Thanks for the suggestion.

Hi Gerardo,

  • I don't need any subscription ( only the service which triggers the timer ), I have the data I need on the Infotable to query for Things/Properties
  • 1 Timer per type of property --> It's not always that way, sometimes the same property has more or less frequency on my cases. This is how it looks like the Watchdog Manager ( green lights means no problem with that property ) :

Captura de pantalla 2016-03-22 21.24.55.png

  • It works smoothly sending emails when there's an outdated property ( and it sends it on a "resume" email, not receiving thousands of emails for each outdated property ) and sending again when it are ok.

Hi Gerardo,

I've implemented this with a System "Watchdog" thing, which triggers every N-seconds and looks for different selected properties on things, with different timespan for each, as not always all the properties are pushed on the same frequency.

I have an Infotable with Thing Name and Thing Property Name, where I record last check on the property, and last update, then I'm able to send emails with a resume with outdated properties, and also another email when the properties get "in-sync" again.

Best Regards,

Carles.

Thanks for the example Carles. If I understand correctly, this scenario is still using 1 timer (the system watchdog you mentioned) right ? Where do you have the code for the N-seconds event ? I imagine that within a subscription handler at your thing template level ?

Haven't played around with infotables but the idea sounds good for more complex scenarios.

Curious to know why would you not have 1 timer per type of property as that might make the handling code simpler and more specific; at the same time it would eliminate the need of having the diff intervals 'metadata' (e.g. this property interval is 10 min, this other one is 20 hrs) in your infotable ?

Thanks for your input.

StefanBode
12-Amethyst
(To:gzenobi)

Hi Gerardo,

I had a quite similar use case and was easily able to manage this with one timer. My timer fire every minute (heartbeat).

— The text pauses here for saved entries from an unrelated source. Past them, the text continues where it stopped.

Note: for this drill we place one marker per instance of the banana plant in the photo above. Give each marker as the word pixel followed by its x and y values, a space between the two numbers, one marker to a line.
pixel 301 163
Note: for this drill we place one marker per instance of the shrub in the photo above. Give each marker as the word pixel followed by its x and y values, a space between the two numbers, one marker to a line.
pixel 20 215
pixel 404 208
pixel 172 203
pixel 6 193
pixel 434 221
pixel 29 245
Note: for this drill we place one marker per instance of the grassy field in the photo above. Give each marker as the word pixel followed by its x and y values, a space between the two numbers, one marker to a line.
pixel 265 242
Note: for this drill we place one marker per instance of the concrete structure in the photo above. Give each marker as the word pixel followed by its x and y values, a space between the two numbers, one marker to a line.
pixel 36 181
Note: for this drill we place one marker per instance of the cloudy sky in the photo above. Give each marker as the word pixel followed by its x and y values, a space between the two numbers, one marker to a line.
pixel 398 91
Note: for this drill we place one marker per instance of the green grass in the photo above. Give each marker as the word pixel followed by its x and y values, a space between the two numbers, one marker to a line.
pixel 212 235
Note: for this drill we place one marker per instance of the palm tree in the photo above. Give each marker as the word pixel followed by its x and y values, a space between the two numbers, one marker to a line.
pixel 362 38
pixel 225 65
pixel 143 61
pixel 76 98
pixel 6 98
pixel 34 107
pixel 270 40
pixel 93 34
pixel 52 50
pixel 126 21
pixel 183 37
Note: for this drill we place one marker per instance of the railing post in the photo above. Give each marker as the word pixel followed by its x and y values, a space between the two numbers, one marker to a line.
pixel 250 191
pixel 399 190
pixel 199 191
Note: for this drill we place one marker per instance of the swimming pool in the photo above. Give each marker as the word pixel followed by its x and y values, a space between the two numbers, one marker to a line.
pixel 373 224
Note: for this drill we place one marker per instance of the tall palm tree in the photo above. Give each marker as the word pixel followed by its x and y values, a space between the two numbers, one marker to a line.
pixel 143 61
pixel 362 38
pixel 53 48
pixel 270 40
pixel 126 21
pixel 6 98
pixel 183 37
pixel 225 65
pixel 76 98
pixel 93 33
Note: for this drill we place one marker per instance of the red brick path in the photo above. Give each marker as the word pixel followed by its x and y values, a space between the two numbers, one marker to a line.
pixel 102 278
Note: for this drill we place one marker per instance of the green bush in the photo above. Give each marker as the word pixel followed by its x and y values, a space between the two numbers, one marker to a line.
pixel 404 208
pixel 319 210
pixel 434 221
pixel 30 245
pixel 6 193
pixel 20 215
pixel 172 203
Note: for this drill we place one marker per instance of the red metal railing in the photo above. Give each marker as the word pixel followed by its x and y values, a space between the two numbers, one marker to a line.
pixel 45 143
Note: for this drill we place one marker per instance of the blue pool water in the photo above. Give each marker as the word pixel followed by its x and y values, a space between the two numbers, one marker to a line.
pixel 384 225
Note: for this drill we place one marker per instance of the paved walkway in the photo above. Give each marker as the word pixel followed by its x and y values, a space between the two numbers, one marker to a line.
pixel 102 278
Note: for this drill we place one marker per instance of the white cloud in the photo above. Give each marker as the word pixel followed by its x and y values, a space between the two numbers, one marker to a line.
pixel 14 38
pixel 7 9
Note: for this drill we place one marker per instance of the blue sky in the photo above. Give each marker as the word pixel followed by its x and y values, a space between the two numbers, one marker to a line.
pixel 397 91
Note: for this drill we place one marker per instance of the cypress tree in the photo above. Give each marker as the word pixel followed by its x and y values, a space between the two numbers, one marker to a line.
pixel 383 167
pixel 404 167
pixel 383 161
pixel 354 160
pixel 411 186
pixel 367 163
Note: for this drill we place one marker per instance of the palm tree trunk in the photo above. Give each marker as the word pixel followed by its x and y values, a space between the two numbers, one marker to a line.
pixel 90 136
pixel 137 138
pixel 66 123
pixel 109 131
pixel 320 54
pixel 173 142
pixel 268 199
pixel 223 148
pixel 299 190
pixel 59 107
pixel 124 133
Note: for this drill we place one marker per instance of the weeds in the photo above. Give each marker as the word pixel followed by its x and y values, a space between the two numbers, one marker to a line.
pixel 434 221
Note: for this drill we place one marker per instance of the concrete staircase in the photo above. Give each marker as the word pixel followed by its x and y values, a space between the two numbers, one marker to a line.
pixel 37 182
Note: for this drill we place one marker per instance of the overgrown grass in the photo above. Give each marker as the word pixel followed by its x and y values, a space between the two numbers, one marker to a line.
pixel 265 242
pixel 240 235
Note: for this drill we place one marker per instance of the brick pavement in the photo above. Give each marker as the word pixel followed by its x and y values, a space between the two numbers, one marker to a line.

All my attributes on the things have a DataChange Subscription that updates the property "lastChanged" (because not all attributes get updated at a time and as long as one is "changed" everything should be ok).

Then I have Subscription on the timer event where I compare the Date() against the lastChanged and this indicates how long it was not updated. Additionally this works quite fast. All Subscriptions are already in the Template. therefore easy going.